Closing the sternum is just as critical as opening it. The standard method uses stainless steel wires: at least six wires are threaded around or through the bone, then twisted tight to hold the two halves firmly together. The wiring pattern varies by surgeon preference, but the goal is even compression across the full length of the sternum. These wires stay in permanently and are visible on chest X-rays for the rest of your life.

A newer approach uses rigid plate fixation, where titanium plates are screwed directly into the bone with self-drilling screws that grip both the front and back surfaces of the sternum. One plate is placed on the manubrium (the broad upper portion) and two on the sternal body. Rigid plates provide more mechanical stability than wires alone, which matters especially for patients at higher risk of the bone separating, such as those with diabetes, obesity, or osteoporosis.

Some centers also apply a biocompatible bone cement between the two halves before wiring. This adhesive is mixed during surgery and applied as a thin layer to each half of the sternum, adding mechanical strength to the standard wire closure. Studies have found that this combination accelerates healing, reduces postoperative pain, and improves quality of life compared to wires alone.

How Long the Sternum Takes to Heal

Most patients experience significant improvement within 4 to 6 weeks, though complete bone healing takes closer to 10 weeks on average. Chest pain or soreness commonly persists for 8 to 12 weeks after surgery. Some patients develop chronic pain or, rarely, nonunion where the bone fails to fully fuse.

The major complications to watch for are sternal dehiscence (the bone separating) and mediastinitis (a deep infection in the chest cavity). These are uncommon: mediastinitis occurs in roughly 0.34% of cases and dehiscence without infection in about 0.55%. Both are serious when they happen, often requiring a return to the operating room.

Recovery Restrictions After the Cut

Because the sternum needs weeks of stable healing, you’ll face specific lifting and movement restrictions. The exact limits vary by hospital, but the general range gives you the idea: some programs restrict you to no more than 5 to 10 pounds for the first four weeks, while others allow up to 10 pounds for six weeks or up to 20 pounds for six to eight weeks. Pushing, pulling, and any motion that forces the two halves of the sternum apart (like pushing yourself up from a chair with both arms) are restricted during this window.

You’ll also be told to avoid driving for several weeks, partly because of the lifting restriction on the steering wheel and partly because a sudden stop with a seatbelt could stress the healing bone. Sleeping on your back is recommended to avoid pressure on the chest. Most people return to normal daily activities within 6 to 8 weeks, though full recovery with no restrictions typically takes closer to 12 weeks.

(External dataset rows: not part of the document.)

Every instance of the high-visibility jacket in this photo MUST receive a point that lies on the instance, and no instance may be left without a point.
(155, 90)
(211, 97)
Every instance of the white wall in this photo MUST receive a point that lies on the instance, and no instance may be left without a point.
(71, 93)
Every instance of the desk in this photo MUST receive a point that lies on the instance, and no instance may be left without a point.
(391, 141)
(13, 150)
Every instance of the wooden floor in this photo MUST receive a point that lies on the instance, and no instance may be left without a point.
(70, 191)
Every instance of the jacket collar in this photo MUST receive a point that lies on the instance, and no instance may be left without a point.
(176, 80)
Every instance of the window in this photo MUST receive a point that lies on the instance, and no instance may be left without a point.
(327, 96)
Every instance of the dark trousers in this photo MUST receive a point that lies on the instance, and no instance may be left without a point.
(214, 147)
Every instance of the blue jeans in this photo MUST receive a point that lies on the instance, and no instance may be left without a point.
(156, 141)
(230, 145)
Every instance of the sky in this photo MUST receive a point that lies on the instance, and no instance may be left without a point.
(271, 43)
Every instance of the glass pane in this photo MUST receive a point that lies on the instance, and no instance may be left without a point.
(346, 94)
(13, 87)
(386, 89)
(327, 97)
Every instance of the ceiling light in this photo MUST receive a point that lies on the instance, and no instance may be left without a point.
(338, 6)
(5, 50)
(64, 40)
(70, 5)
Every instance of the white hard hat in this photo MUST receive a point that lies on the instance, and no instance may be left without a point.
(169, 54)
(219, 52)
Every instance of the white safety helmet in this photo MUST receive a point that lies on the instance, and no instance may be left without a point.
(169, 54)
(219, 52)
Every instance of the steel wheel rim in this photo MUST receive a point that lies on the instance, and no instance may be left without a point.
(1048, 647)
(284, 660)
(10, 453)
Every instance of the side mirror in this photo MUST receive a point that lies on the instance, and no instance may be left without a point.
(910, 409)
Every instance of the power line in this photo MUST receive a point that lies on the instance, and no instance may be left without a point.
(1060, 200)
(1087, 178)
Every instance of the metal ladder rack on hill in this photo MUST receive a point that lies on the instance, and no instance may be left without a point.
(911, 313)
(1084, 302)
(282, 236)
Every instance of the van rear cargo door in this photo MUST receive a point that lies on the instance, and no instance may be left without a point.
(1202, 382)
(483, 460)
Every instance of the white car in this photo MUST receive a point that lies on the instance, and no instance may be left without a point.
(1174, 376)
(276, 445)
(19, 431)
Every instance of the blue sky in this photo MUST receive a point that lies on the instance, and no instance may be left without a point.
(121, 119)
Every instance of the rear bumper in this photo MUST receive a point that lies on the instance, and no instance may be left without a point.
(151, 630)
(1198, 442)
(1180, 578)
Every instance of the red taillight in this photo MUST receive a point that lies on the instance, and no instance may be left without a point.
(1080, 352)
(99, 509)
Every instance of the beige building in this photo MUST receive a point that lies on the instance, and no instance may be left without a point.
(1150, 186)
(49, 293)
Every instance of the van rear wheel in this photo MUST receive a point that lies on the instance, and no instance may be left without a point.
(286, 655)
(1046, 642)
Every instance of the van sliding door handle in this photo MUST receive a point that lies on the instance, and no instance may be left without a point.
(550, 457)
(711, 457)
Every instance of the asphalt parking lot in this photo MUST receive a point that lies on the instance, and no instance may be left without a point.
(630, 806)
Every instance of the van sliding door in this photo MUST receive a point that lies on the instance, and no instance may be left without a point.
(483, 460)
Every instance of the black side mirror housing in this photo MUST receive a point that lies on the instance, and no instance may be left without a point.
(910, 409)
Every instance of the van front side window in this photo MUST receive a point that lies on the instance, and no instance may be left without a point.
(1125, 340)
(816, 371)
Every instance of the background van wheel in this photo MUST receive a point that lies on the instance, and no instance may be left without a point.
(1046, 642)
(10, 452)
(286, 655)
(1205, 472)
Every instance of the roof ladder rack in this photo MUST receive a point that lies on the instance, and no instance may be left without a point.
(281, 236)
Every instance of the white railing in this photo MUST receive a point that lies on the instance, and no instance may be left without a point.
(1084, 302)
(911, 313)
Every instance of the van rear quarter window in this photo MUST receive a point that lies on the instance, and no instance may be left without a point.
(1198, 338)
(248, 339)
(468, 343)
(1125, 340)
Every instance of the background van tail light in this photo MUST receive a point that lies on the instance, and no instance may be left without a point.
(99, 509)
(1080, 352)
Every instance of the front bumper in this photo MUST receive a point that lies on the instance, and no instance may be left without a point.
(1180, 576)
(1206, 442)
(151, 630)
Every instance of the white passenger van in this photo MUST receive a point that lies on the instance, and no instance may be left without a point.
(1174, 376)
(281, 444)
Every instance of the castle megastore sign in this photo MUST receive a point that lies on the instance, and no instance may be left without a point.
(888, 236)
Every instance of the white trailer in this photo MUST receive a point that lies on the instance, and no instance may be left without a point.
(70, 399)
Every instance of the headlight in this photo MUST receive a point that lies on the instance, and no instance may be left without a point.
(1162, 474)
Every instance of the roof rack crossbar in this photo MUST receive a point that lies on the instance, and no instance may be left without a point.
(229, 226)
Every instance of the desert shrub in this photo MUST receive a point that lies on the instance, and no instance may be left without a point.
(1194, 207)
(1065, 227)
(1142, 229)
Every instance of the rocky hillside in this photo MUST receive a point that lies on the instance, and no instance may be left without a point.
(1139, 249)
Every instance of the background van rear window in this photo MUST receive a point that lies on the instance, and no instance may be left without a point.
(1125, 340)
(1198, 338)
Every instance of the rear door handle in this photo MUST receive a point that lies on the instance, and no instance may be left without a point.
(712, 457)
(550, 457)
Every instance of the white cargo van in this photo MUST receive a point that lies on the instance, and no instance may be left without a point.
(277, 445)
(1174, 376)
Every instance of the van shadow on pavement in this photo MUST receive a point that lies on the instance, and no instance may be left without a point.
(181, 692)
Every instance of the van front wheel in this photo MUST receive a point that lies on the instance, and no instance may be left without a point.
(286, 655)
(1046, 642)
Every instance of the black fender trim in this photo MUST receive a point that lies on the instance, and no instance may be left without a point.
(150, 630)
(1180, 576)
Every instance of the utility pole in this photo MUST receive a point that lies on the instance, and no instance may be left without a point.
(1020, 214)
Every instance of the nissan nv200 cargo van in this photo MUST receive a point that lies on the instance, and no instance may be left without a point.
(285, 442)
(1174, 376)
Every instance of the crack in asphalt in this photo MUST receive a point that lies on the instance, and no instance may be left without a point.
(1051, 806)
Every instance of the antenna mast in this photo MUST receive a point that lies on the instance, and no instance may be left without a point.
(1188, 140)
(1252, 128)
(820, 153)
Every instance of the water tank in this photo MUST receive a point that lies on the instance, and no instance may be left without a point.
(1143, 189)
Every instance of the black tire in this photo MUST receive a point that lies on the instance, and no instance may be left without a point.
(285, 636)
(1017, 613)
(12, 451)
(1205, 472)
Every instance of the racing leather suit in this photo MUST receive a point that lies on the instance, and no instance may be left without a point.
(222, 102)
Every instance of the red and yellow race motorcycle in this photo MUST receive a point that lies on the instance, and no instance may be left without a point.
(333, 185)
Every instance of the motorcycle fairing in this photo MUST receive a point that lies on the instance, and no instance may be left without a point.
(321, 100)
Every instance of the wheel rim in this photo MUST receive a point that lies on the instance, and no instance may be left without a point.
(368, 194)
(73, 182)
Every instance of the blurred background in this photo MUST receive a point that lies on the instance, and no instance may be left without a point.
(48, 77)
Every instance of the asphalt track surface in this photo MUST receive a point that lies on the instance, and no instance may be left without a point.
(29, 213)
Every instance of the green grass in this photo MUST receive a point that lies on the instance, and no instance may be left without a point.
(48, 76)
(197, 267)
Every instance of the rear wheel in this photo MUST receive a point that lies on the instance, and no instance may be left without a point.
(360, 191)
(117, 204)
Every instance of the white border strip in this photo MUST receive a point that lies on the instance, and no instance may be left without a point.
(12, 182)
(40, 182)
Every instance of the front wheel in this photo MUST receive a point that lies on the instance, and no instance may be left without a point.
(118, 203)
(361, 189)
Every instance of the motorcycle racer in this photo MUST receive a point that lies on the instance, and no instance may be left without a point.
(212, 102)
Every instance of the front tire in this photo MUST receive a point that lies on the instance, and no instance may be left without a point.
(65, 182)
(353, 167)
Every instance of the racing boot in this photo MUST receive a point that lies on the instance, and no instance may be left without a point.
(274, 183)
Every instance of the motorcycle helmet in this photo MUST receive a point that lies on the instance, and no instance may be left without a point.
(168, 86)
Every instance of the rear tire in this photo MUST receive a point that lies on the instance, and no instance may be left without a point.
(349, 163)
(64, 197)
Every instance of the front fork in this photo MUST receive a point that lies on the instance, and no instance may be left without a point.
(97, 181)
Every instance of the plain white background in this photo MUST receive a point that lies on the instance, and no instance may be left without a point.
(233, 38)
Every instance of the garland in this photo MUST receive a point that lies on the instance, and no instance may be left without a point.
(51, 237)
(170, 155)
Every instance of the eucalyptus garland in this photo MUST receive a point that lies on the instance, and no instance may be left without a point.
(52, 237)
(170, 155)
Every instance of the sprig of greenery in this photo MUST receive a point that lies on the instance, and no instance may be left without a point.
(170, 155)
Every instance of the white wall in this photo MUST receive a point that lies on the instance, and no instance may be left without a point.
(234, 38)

Pain Control After Sternotomy

The bone cut itself is a significant source of postoperative pain. Standard pain management includes oral and intravenous medications, but regional nerve block techniques are increasingly used to target the pain more directly. A continuous parasternal block, where a local anesthetic is delivered through small catheters placed alongside the sternum, can reduce the need for stronger systemic painkillers. Epidural infusions placed in the upper spine are another option that provides effective chest wall pain relief, though they carry their own risks and aren’t used universally. Pain management approaches are still evolving, and what you’re offered will depend on your surgical team’s protocols.